Today was my last day at Starbucks. (Above you can see the video I dedicated to my last week. There’s a lot of bad dancing, giggling and messy hair on my part.) I’ve been there for a year and a half now, and I feel a little bit sad. I know it’s time for me to move on to a different part of my life and as excited as I am about that, it’s extremely bittersweet for me. I’ve made some great friends and drink concoctions, met some awesome people, and have refrained from killing or drop-kicking any bitchy customers. Considering I’ve been in customer service for over five years now, I’d call this a major success. In light of my last day, I’d like to share with you what I will and won’t miss about my year and a half as a barista.
What I won’t miss:
Working Saturday shifts alone. The “give me give me give me now now now” attitude that so many feel entitled to. Constantly being on my feet. Hat hair. Occasionally faking smiles when I’d much rather tell someone where they can shove their espresso. Black Friday. Work gossip. That one time the sewer wasn’t working properly and half of my work area smelled like a rat’s ass all night.
What I will miss:
Making new friends on the clock. Long, enchanting conversations with customers. Sweet compliments from customers. The calming art of latte making. Getting paid to be an extrovert. Crazy dancing, to eclectic and random Sbux tunes, with Bryan. Jason sneaking me freshly baked chocolate chip cookies. Decorated cookies from bakery for my special occasions (such as today). Julie sneaking me sandwich bites. Having laughing panic attacks induced by Katie. Food gifts from Neil. Hearing the newest on Melody’s love life. The (usually) chill and peaceful work environment. Writing “poop” on bakery’s finance board. A constant supply of vanilla soy milk and cinnamon dulce syrup. Work gossip. Making samples. Downtime where I can lazily sip on my drink and write/do homework until the next customer comes along. Constantly being surrounded by the smell, taste and presence of all things coffee.

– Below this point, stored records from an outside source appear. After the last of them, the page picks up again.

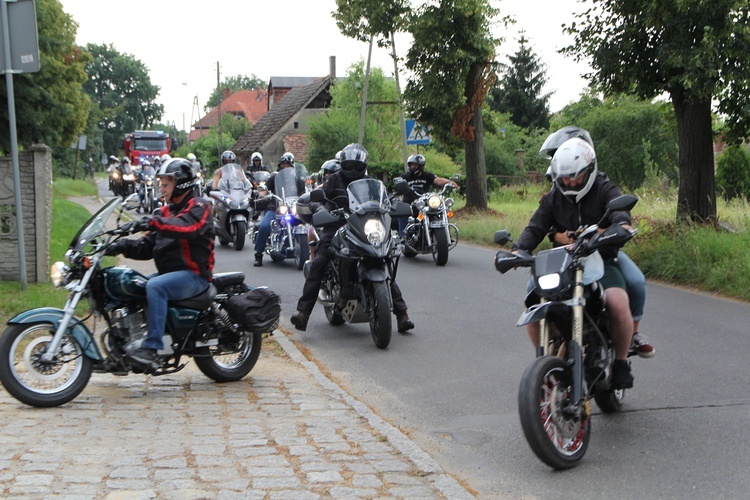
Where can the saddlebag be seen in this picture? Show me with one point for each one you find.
(257, 310)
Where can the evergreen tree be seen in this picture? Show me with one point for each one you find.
(519, 91)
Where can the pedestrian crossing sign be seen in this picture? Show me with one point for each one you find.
(416, 133)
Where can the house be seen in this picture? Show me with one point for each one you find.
(291, 101)
(248, 104)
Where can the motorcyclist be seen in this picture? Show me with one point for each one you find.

I’m happy to say my “miss list” is much happier than my “not miss list.” I’ve heard people say that working in customer service for too long will eventually make you hate everyone. I can’t imagine ever hating people, because people are wonderful and fascinating and awesome to me. But I will say that it has made me lose a bit of faith in humanity. Not everyone is kind and understanding. Some people are just mean for no reason and have very ugly hearts. However, for the most part, I do still believe people are generally good. Most of my customers have been kind and understanding. I can even think of one customer in particular who was pretty rude to me months back and has come back in several times after, as sweet as can be. Sometimes people just have bad days or need a hug or a kind word. Sometimes they just need to vent or talk. Most everyone deserves a second chance or at the very least forgiveness. People are still cool in my book. Still, I can’t really say if I’ll go back to Starbucks and/or customer service anytime soon,if ever. What I do know, are these things: 1. I’m going to miss it. 2. Though one of my managers informed me I could come back whenever, for now it’s definitely time for me to move on to other goals. 3. Leaving will keep me motivated to maintain the wonderful friendships I’ve made at work, outside of work. (and I will finally have time this summer to do so more often.) 4. I’m ready to start this new chapter of my life. and 5. I am so freakin’ excited not to have hat hair anymore.